An Orange County vote-by-mail ballot for an election cycle sits on a table. As the midterms approach, California legislators plan to have an initiative making abortion access a state constitutional right on the ballot.

California voters will see an abortion initiative on the November midterm ballot as activists and legislators push to protect access to abortion and contraception in the state.

Senate Constitutional Amendment 10, approved by Gov. Gavin Newsom on June 29, proposes an amendment to the California Constitution that will secure the fundamental right to choose or refuse an abortion and contraceptives.
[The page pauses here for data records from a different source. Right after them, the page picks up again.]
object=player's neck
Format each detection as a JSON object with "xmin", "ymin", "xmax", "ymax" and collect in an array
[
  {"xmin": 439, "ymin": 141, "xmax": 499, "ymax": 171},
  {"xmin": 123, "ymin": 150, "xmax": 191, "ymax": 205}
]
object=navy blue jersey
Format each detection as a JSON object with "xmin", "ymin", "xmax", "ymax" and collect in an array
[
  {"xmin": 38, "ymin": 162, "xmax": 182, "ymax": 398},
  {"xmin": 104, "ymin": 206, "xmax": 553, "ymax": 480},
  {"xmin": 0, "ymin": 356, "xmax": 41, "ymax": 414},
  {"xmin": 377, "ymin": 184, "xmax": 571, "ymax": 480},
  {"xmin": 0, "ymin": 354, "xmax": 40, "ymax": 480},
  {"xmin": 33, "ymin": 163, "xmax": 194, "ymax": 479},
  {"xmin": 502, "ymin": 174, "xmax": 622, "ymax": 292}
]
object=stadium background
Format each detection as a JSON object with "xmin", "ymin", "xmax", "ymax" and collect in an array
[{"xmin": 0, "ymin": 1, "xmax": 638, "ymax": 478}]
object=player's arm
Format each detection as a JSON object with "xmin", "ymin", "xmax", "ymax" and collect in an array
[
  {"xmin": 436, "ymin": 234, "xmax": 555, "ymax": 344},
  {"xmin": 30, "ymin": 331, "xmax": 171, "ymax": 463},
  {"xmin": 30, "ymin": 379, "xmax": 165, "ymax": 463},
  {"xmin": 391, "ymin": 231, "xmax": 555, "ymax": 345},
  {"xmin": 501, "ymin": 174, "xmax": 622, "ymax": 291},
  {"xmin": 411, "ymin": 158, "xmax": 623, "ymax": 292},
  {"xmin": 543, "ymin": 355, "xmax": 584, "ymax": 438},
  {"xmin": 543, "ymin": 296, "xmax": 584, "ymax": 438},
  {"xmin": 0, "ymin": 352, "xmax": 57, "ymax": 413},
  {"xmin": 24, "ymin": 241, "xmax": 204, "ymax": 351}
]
The initiative, which references the right to privacy already explicitly protected in the California Constitution, will serve as a long-term strengthening of protections, said Cathren Cohen, a scholar of law and policy with the UCLA Law Center on Reproductive Health, Law and Policy.

Even though abortion currently remains protected in California, this midterm ballot initiative would ensure the state legislature could not obstruct abortion access in the future, said Chelsea Jones, a political science doctoral student and senior policy fellow at the UCLA Voting Rights Project.

“This move is a way to ensure that the things that we expect from California are actually law,” she said. “It’s been California’s reputation that has made it (constitutional abortion protection) not a necessity.”